Mengapa Humor Berevolusi di Dunia Hewan?


Lalu, apa fungsi humor bagi hewan? Bagi makhluk sosial, humor merupakan alat yang sangat ampuh. Tawa atau gelak riang hewan menumbuhkan kepercayaan, memperkuat ikatan, dan melatih keterampilan penting seperti berburu atau menghindar secara aman lewat permainan. Humor juga jadi sinyal kesehatan dan vitalitas bagi pasangan. Terpenting, humor mengurangi stres dan membangun ketahanan kelompok. Hewan yang aktif bermain juga cenderung lebih sehat, lebih tangguh, dan lebih bahagia.

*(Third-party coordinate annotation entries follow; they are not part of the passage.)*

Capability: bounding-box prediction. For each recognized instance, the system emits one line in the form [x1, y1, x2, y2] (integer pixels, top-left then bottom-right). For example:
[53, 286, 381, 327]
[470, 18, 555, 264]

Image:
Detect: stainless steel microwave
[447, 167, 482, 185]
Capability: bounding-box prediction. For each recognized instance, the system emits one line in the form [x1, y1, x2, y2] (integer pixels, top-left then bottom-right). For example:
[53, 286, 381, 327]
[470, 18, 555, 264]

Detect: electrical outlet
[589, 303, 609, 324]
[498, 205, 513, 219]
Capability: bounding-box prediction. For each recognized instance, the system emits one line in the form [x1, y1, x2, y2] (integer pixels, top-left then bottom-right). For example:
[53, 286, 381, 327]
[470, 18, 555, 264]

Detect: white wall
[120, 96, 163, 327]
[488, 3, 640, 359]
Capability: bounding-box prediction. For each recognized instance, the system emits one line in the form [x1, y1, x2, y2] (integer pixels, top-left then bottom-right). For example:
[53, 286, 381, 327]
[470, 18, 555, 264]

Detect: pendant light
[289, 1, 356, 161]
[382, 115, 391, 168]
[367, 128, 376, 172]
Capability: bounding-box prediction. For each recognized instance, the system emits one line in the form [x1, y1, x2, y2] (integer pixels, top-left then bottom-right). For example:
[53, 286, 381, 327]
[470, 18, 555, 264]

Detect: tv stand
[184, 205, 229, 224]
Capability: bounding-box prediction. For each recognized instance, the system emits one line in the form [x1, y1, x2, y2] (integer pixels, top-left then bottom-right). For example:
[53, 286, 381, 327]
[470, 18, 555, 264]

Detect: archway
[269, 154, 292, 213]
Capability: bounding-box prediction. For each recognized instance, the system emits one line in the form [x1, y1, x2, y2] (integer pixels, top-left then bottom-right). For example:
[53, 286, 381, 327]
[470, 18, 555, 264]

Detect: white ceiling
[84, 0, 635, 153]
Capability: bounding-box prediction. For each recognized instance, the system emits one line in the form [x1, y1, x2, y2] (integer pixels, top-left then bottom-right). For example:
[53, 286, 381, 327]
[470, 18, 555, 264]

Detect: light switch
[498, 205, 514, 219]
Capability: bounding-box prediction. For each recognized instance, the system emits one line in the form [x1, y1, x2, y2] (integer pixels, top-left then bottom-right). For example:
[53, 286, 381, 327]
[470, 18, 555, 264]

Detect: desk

Apakah Hewan Benar-Benar “Mengerti” Lelucon?


Masih jadi pertanyaan besar apakah hewan benar-benar mengerti lelucon seperti manusia. Banyak bukti yang masih bersifat anekdot dan terbuka untuk interpretasi. Apakah anjing memang bermaksud membuat lucu atau sekadar cari perhatian? Apakah permainan lumba-lumba punya “punchline”? Penelitian lintas spesies secara ketat sangat dibutuhkan agar bisa mengupas tuntas fenomena ini. Penting untuk keluar dari perspektif manusia sentris agar lebih menghargai cara-cara hewan mengekspresikan kegembiraan dan keakraban.


Penemuan humor pada hewan ini sungguh revolusioner. Ia membuka mata bahwa batas antara manusia yang berpikir dan hewan yang “berinsting” bukanlah tembok yang kokoh. Menyaksikan mata ceria primata yang usil, anjing yang mengajak bermain dengan riang, atau tikus yang “tertawa” memberikan gambaran betapa luasnya kemampuan makhluk hidup merasakan kegembiraan. Saat hewan peliharaan melakukan sesuatu yang lucu, ada baiknya berhenti sejenak dan menikmati momen itu sebagai “lelucon bersama.” Karena dari sana, terbuka jendela ke dunia emosional mereka yang kaya dan penuh warna.